This invention relates generally to processing of a stream of air prior to its separation into components, and more particularly concerns efficient drying and cooling of such air stream.
Air separation units (ASU) separate air into its constituent parts, nitrogen, oxygen and Argon. This is performed by distillation at low temperatures (−300 DegF.). Preliminary to cooling the air feed stock to the liquefaction point, it is necessary to remove the minor amounts of water and carbon dioxide present in air, prior to the introduction of air to the heat exchangers where the air is exposed to freezing temperatures. In modern plants this is done by a two step process. First the compressed air is cooled to about 5 DegC. (41 DegF.), where most of the water is removed by condensation and separation. Next the cooled air is passed through absorbent beds containing a suitable absorbent such as a molecular sieve, where the last traces of moisture and the carbon dioxide are removed. The reduced air temperature is necessary to provide the absorbent function with a high degree of affinity for carbon dioxide. The beds are regenerated periodically by either de-pressurization (Pressure Swing Absorption) or more commonly heating (Temperature Swing Absorption).
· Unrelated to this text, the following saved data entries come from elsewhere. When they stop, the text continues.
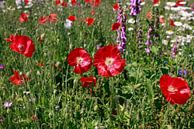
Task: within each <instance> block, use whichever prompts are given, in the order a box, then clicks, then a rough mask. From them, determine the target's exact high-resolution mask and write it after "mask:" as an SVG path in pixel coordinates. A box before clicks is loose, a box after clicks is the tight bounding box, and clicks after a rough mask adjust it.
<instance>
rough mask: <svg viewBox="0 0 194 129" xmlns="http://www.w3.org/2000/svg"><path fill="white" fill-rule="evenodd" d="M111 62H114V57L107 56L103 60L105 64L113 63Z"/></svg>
mask: <svg viewBox="0 0 194 129" xmlns="http://www.w3.org/2000/svg"><path fill="white" fill-rule="evenodd" d="M113 62H114V59H113V58H111V57H107V58H106V60H105V64H106V65H107V66H111V65H112V64H113Z"/></svg>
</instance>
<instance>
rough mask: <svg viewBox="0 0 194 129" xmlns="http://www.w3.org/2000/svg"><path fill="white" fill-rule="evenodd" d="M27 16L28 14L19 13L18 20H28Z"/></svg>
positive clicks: (27, 20) (26, 13) (21, 22)
mask: <svg viewBox="0 0 194 129" xmlns="http://www.w3.org/2000/svg"><path fill="white" fill-rule="evenodd" d="M28 17H29V14H27V13H21V15H20V18H19V20H20V22H21V23H23V22H27V21H28Z"/></svg>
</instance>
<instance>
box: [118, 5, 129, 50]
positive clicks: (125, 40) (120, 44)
mask: <svg viewBox="0 0 194 129" xmlns="http://www.w3.org/2000/svg"><path fill="white" fill-rule="evenodd" d="M117 22H119V23H121V29H118V30H117V43H118V49H119V50H120V51H121V52H123V51H124V50H125V49H126V42H127V37H126V15H125V14H124V13H123V10H122V9H121V8H119V10H118V15H117Z"/></svg>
There is need for improvements in such processes, which typically employ mechanical refrigerators running with either Freon or ammonia. The evaporator operates at temperature close to freezing to prevent the water in the compressed air from freezing on the tube surfaces. The heat absorbed in cooling the air and condensing the water combined with the power used in the compressor is rejected to either air (ambient) or a cooling water circuit.